There is no better example of this distortion of science than the language the United States Supreme Court cited in striking down Nebraska’s ban on partial-birth abortion in 2000. This language purported to come from a “select panel” of the American College of Obstetricians and Gynecologists (ACOG), a supposedly nonpartisan physicians’ group. ACOG declared that the partial-birth-abortion procedure “may be the best or most appropriate procedure in a particular circumstance to save the life or preserve the health of a woman.” The Court relied on the ACOG statement as a key example of medical opinion supporting the abortion method.

Years later, when President Bush signed a federal partial-birth-abortion ban (something President Clinton had vetoed), the ACOG official policy statement was front and center in the attack on the legislation.
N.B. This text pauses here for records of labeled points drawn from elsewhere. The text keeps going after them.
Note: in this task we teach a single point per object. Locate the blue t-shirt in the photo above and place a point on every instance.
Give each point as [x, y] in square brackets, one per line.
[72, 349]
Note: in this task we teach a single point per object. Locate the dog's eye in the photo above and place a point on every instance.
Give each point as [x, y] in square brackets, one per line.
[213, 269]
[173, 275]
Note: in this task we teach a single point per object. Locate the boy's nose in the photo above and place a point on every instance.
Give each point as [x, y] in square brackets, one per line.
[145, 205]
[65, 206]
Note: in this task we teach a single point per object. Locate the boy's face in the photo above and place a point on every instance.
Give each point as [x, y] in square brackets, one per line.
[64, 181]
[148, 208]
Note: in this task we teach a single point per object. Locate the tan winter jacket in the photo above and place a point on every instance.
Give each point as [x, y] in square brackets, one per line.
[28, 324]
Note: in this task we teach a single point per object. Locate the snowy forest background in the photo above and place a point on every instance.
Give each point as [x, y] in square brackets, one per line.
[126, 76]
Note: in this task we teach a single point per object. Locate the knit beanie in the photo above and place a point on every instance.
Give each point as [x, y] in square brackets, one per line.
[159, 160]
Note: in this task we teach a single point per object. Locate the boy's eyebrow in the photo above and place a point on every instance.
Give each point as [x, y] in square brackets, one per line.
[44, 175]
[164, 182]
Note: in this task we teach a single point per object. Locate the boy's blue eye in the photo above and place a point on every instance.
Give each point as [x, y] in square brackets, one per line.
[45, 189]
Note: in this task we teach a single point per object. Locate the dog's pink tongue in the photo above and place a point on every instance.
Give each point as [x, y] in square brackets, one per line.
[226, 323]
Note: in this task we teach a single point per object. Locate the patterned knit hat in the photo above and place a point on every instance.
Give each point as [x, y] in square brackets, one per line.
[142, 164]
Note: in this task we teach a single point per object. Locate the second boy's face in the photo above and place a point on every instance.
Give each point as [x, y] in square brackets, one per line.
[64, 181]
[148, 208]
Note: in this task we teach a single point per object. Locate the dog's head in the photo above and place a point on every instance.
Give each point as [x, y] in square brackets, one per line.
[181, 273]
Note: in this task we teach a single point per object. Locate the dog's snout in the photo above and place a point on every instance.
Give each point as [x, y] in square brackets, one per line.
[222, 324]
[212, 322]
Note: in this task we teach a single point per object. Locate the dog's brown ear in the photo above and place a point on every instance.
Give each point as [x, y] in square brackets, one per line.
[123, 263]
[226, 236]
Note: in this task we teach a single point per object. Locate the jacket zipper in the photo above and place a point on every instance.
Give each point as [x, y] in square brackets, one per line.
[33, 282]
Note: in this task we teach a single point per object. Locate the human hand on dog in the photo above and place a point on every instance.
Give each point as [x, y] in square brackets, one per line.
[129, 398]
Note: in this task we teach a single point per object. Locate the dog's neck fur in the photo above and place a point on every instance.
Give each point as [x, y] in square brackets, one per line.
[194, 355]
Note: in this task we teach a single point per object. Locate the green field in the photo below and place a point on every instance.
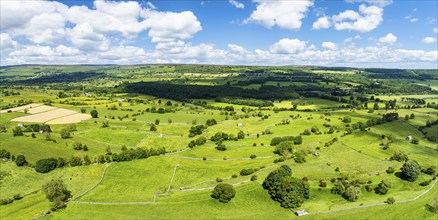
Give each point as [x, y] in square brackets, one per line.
[177, 183]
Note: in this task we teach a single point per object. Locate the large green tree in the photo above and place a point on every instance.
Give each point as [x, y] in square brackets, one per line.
[223, 192]
[410, 170]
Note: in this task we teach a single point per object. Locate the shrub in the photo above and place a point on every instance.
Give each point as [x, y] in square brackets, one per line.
[390, 170]
[246, 172]
[430, 170]
[94, 113]
[46, 165]
[223, 192]
[410, 170]
[382, 188]
[20, 160]
[390, 200]
[57, 193]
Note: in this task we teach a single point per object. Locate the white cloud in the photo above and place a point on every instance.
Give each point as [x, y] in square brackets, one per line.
[151, 6]
[38, 21]
[285, 46]
[329, 45]
[429, 40]
[6, 42]
[381, 3]
[237, 49]
[169, 26]
[236, 4]
[388, 39]
[85, 38]
[322, 22]
[350, 39]
[411, 19]
[284, 14]
[368, 18]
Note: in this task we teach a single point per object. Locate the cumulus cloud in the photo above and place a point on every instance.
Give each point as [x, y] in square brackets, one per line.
[284, 14]
[388, 39]
[236, 4]
[350, 39]
[367, 19]
[322, 22]
[429, 40]
[169, 26]
[6, 42]
[381, 3]
[411, 19]
[329, 45]
[285, 46]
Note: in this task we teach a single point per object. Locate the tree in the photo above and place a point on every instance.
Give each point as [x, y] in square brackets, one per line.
[56, 192]
[382, 188]
[351, 193]
[87, 160]
[17, 131]
[46, 165]
[241, 135]
[21, 160]
[223, 192]
[75, 161]
[65, 133]
[390, 200]
[284, 149]
[94, 113]
[410, 170]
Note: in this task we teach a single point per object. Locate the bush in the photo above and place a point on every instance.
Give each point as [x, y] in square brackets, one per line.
[410, 170]
[17, 197]
[21, 160]
[17, 131]
[430, 170]
[399, 156]
[223, 192]
[382, 188]
[57, 193]
[390, 170]
[65, 133]
[94, 113]
[246, 172]
[390, 200]
[46, 165]
[75, 161]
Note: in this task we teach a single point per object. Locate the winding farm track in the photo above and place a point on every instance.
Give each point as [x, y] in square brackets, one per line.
[377, 204]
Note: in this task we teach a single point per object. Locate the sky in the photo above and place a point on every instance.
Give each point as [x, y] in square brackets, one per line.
[353, 33]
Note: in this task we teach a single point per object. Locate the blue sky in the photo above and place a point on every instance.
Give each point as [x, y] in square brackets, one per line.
[359, 33]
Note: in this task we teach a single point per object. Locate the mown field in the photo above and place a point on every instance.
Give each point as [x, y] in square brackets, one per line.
[177, 183]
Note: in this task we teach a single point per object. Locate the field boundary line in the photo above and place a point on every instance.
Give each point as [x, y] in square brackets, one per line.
[377, 204]
[93, 187]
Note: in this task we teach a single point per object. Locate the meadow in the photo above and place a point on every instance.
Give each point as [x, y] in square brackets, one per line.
[341, 139]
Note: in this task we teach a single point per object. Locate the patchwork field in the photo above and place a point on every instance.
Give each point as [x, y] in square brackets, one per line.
[40, 113]
[163, 138]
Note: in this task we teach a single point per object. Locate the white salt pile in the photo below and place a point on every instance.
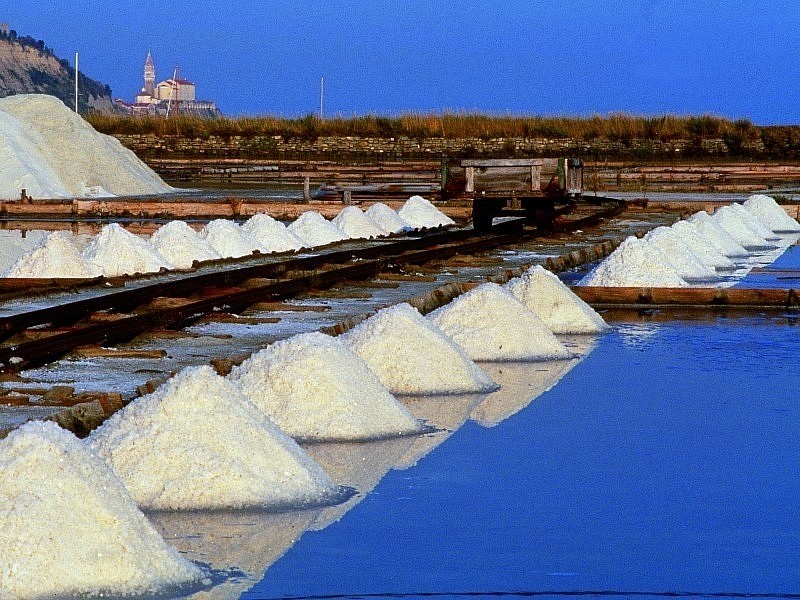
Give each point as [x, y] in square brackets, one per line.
[56, 256]
[69, 527]
[771, 214]
[490, 324]
[700, 247]
[357, 225]
[181, 245]
[198, 443]
[717, 236]
[228, 239]
[411, 355]
[635, 263]
[50, 151]
[119, 252]
[313, 387]
[557, 305]
[270, 234]
[738, 227]
[387, 218]
[420, 214]
[680, 257]
[315, 230]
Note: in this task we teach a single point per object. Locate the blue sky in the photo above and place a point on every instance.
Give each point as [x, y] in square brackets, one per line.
[732, 59]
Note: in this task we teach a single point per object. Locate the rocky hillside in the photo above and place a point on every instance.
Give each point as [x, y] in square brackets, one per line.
[27, 66]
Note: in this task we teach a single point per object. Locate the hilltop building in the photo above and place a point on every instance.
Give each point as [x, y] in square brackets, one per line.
[171, 96]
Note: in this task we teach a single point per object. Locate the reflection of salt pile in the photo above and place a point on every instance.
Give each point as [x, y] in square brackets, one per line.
[357, 225]
[228, 239]
[270, 234]
[181, 245]
[52, 152]
[771, 214]
[313, 387]
[196, 442]
[635, 263]
[70, 528]
[315, 230]
[680, 257]
[410, 355]
[387, 219]
[715, 234]
[558, 306]
[119, 252]
[489, 323]
[420, 214]
[55, 257]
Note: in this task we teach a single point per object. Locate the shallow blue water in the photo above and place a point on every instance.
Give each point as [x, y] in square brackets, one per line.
[666, 461]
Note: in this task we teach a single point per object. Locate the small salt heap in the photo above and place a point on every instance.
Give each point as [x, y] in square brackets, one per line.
[387, 218]
[315, 230]
[771, 214]
[69, 527]
[56, 256]
[490, 324]
[558, 306]
[270, 234]
[357, 225]
[717, 236]
[421, 214]
[314, 388]
[228, 239]
[411, 355]
[198, 443]
[119, 252]
[181, 245]
[680, 257]
[635, 263]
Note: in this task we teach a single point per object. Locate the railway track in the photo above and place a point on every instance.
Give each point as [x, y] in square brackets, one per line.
[96, 315]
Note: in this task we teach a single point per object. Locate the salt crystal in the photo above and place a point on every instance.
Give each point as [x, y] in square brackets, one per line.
[119, 252]
[490, 324]
[557, 305]
[69, 527]
[411, 355]
[315, 230]
[270, 234]
[421, 214]
[315, 388]
[197, 443]
[181, 245]
[357, 225]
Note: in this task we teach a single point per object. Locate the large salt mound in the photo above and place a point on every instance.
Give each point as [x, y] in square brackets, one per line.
[490, 324]
[420, 214]
[228, 239]
[557, 305]
[738, 227]
[680, 257]
[198, 443]
[411, 355]
[356, 225]
[56, 256]
[771, 214]
[271, 235]
[315, 230]
[119, 252]
[55, 153]
[635, 263]
[314, 388]
[181, 245]
[700, 247]
[69, 527]
[387, 218]
[717, 236]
U.S. District Court Judge Richard Kopf, one of the three federal judges that issued orders enjoining the federal ban (later overturned by the Supreme Court), devoted more than 15 pages of his lengthy opinion to ACOG’s policy statement and the integrity of the process that led to it.

Like the Supreme Court majority in the prior dispute over the Nebraska ban, Judge Kopf asserted that the ACOG policy statement was entitled to judicial deference because it was the result of an inscrutable collaborative process among expert medical professionals. “Before and during the task force meeting,” he concluded, “neither ACOG nor the task force members conversed with other individuals or organizations, including congressmen and doctors who provided congressional testimony, concerning the topics addressed” in the ACOG statement.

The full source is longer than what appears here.